Isley Walker, who lives in Brentwood and works as an enterprise account manager at a stealth startup, feels similarly. Walker applied to join the Lox Club about a month ago and was accepted last week. Though she is not “dead set” on meeting a Jewish man, the Lox Club appealed to her primarily because she was frustrated by encountering the same supply of eligible bachelors on the publicly available dating apps. With the Lox Club, she happened upon a new stock of guys and has been pleasantly surprised, though she has yet to go on a date.

“Honestly, in my opinion, it puts the other dating apps to shame,” said Walker. “I actually already deleted them after being on this thing for a week. It’s just, in my opinion, far superior. You know, the guys on it are, for lack of a better word, they’re young, they’re hot, they’re rich. They’re guys that your grandma would be proud of.”

Still, given its fledgling status, it appears that some kinks still need to be worked out. A 39-year-old public relations executive in New York, who asked that JI not use her name, found out about Lox Club through a friend about six weeks ago, applied and got accepted 10 days later. 

“I was really excited at first because it’s not easy to meet like-minded Jewish men, and I tend to not date Jewish men for that reason,” she said, adding that “soulful Jewish men” have been hard to come by in her New York dating experience. But in her time as a member of the Lox Club, she has been disappointed to find that the app has repeatedly presented her with men in whom she has already indicated her lack of interest by swiping left. “I keep getting the same candidates every single day,” she said with dismay. 

Kevitch, for his part, vows that he is now hard at work fixing bugs and streamlining the interface. “We didn’t expect this many people to be using it so soon,” he said. 

That’s a good sign, at least, for investors, some of whom, according to Kevitch, have signed on in the past few weeks, though he declined to disclose details, citing confidentiality agreements.

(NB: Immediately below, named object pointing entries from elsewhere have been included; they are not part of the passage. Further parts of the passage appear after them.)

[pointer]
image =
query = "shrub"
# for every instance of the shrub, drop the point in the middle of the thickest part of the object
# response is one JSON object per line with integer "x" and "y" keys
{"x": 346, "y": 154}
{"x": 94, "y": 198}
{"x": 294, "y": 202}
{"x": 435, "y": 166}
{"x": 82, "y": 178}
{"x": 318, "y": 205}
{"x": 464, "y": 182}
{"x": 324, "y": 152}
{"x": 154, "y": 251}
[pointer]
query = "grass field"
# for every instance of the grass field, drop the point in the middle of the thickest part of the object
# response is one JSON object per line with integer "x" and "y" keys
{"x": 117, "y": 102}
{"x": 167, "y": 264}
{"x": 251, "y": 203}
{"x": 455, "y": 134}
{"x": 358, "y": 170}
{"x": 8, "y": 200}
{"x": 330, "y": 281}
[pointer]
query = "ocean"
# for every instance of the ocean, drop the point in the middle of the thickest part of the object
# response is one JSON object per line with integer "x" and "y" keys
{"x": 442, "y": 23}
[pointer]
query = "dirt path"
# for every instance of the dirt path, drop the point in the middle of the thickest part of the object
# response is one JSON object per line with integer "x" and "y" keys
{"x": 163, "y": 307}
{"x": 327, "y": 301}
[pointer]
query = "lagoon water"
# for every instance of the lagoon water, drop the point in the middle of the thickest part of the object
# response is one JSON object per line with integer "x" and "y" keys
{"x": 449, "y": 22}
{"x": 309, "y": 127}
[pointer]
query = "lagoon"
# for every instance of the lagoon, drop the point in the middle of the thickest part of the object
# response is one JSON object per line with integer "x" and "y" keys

Marissa Peretz, co-founder of Silicon Beach Talent, a recruitment and consulting firm in Santa Monica, worked with Kevitch on his last startup and decided to invest in the Lox Club when Kevitch brought it to her as a concept and asked for her take. 

“I loved it since the beginning,” said Peretz, who also advises the startup. “I spotted this right away, both him and the company, as such a great opportunity, especially given the landscape in a COVID world but also just the fatigue that people have in the world of trying to find love.” 

Peretz believes that the Lox Club prototype, whose revenue model is dependent on membership fees, can eventually branch out and cater to a diverse cross-section of users. “I joined with Austin on the basis of that assumption,” she said. “They’re kind of going after every pain point possible for people but starting with, obviously, something tailored more to the Jewish community,” Peretz added. “But I think ultimately, this has the opportunity to lend itself to many different communities out there.”

Kevitch expressed a similar view, noting that he envisioned a physical location for the Lox Club, similar to an exclusive, members-only space like Soho House. “Lox Club in real life would be awesome, like a place to bring dates or chill or meet new people,” he said. More immediately, though, Kevitch says that his company has lined up a number of partnerships for 2021, when in-person gatherings may be acceptable again from a public health perspective. “We’ve been talking to delis and speakeasies,” he said.

Kevitch has a profile on the app, but said he has little time for swiping because he has been busy working to improve the service for other users.

“Lox Club,” he told JI, “has pretty much been my girlfriend all of quarantine.”